The settlement isn’t actually a “precedent” as such but it does make it unlikely that other ISP’s wouldn’t atttempt a defence suggesting they didn’t have any responsibility for their customers’ actions using their access networks. Pity, it’s a bit like holding the roads authority liable for losses arising from bad driving. Maybe that would be a good idea 🙂
The problem that I have with this settlement is that it’s private in both its complete terms and the outline of its implementation. It’s unclear how Eircom will implement the suggested 3 strikes policy. I simply don’t trust the music companies or any company they subcontract to reliably identify those participating in P2P filesharing activities. Recollections of unscrupulous activities on behalf of the RIAA abound.
Evidence of false accusations arising from a similar activity in the US have already been documented. See el reg for more info. .
So under the recent settlement, as it’s been detailed so far, an Eircom ISP customer can be disconnected based on accusations, nothing more. The state is not involved in investigating and verifying these accusations. No coherent case is necessary beyond a computer log provided by DetecNet or whoever is subcontracted to provide this service. Quite frankly, that sucks.
Readers of this blog will notice that I normally come down hard on all forms of “freetardation” or the belief that people should be able to rip off other people’s products because it’s technically possible to do so. I’m not sorry for the publishers who find themselves as technological dinosaurs struggling to adapt. Their businesses will change. Some will prosper and some will die. Technology will always dramatically change some businesses. It’s the artists I feel most sorry for as they should be rewarded for their creative works.
This settlement doesn’t really further their rights however. The EU Parliament has already voted against such 3 strikes rules which have been introduced in France. Also described here. The EU parliament reasonably decided that only a judicial process should be able to disconnect someone from the internet. This is reasonable for democratic reasons. Think about the democratic abuse possible when citizens can be disconnected based on unsubstantiated accusations. If it happened in China we’d be agressively pointed fingers.
However, the European Commission, are doing their level best to overturn the amendment which would remove all obligation from ISP’s for content filtering and summary disconnection. This, in a nutshell, is why I’m going to vote NO for a second time to Lisbon. The European Parliament undoubtedly has a conscience but the Commission panders to big business, the larger EU countries and isn’t too concerned with the idea of separation of powers.

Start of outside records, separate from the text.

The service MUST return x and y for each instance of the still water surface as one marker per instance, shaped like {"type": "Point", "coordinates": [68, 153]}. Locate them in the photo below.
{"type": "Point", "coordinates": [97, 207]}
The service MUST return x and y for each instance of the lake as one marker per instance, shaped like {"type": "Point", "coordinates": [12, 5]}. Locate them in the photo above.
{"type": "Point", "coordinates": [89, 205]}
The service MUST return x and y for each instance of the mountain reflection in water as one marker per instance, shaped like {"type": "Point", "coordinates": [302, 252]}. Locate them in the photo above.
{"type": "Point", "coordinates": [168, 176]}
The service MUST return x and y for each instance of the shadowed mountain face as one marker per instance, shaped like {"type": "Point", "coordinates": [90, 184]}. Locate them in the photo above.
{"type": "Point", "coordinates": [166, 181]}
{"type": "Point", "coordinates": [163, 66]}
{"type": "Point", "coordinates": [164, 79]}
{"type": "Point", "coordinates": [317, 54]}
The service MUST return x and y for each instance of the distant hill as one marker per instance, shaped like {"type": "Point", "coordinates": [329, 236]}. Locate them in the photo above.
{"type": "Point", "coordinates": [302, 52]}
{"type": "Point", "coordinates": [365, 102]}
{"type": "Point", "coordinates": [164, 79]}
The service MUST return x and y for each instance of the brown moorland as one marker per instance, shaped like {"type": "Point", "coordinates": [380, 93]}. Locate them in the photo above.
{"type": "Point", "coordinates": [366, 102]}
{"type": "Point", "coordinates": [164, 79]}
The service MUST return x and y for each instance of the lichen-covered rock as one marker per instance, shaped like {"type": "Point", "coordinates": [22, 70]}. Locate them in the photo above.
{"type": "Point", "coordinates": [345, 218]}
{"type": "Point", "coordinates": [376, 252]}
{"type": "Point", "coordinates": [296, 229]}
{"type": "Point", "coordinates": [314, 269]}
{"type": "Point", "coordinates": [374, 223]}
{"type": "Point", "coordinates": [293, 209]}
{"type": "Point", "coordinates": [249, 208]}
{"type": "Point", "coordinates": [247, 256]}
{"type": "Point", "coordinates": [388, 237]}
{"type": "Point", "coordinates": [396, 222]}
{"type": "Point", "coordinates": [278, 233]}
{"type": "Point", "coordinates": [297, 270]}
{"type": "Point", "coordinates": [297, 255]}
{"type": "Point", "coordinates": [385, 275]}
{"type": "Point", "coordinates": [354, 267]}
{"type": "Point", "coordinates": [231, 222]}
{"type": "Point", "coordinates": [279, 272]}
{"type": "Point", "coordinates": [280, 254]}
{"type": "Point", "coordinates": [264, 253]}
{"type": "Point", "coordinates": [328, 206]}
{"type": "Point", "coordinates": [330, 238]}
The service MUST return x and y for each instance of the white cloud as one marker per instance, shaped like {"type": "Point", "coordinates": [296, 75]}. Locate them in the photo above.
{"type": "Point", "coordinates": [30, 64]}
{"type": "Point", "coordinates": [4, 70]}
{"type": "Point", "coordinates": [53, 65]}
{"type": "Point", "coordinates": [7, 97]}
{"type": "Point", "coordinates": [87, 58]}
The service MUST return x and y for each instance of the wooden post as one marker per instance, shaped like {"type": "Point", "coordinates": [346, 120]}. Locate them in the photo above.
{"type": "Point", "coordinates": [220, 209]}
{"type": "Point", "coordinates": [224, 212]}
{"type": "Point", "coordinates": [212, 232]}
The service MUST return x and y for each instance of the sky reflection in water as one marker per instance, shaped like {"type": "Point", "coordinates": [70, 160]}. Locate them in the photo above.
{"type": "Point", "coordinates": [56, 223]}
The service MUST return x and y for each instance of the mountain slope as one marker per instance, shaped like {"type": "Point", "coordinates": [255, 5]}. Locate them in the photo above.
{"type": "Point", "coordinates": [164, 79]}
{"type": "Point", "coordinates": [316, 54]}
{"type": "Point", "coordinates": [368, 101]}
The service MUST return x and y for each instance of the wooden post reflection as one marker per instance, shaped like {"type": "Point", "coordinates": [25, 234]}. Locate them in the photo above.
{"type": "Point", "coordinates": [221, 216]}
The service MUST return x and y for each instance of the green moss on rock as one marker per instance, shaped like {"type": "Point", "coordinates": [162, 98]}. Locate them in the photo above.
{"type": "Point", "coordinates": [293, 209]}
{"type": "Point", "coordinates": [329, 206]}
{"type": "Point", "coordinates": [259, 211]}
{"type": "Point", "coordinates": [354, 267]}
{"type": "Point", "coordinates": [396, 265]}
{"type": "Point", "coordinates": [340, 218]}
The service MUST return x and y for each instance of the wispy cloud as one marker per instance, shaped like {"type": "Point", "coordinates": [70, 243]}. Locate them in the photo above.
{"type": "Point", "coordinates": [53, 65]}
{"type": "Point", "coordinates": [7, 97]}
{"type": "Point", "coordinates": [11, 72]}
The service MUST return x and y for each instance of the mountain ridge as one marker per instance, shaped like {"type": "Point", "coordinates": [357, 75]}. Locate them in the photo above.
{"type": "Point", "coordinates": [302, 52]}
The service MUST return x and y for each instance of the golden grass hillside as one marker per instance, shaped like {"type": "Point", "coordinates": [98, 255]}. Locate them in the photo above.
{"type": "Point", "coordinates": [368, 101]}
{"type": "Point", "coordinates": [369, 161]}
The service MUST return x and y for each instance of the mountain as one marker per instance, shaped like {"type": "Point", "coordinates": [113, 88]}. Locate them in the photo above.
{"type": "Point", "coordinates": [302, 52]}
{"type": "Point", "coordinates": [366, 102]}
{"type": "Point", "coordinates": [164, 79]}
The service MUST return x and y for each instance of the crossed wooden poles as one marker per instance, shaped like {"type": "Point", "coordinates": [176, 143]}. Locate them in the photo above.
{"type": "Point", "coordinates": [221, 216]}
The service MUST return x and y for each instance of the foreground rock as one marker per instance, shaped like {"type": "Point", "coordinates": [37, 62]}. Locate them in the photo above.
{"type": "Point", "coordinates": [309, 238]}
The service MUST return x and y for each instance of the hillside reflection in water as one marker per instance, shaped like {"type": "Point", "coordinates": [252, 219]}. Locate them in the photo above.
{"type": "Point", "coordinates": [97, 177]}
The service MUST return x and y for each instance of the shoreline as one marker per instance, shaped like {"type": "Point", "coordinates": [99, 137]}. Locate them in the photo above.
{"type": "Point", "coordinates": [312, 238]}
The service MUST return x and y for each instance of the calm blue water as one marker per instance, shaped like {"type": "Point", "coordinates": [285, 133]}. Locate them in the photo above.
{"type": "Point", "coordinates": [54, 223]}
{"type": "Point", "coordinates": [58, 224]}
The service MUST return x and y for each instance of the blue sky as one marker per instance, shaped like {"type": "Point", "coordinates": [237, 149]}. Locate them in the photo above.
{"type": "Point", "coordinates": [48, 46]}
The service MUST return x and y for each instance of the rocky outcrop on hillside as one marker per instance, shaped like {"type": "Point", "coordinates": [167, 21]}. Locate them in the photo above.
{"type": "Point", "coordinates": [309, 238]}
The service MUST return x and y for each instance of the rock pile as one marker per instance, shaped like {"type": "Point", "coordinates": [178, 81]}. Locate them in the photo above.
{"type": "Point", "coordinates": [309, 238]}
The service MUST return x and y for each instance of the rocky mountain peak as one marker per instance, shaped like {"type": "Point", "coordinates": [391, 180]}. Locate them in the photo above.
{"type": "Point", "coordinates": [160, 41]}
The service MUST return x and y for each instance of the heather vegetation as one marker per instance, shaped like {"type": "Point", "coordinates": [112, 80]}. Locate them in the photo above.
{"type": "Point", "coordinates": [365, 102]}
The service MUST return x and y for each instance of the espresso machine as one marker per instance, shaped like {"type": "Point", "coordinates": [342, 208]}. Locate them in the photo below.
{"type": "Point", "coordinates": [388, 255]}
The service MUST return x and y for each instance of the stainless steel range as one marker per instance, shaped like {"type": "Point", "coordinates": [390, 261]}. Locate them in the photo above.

The media publishing companies might be over the moon but we now have a settlement where a disproporationate penalty can be imposed on any individual or business which is accused of engaging in this illegal activity without the oversight of the judiciary. Just because the publishers are sustaining loss doesn’t mean they should be able to act unilaterally or suspend the judicial process.
I sincerely hope one of the Irish ISP’s decides to fight this case rather than acquiesce.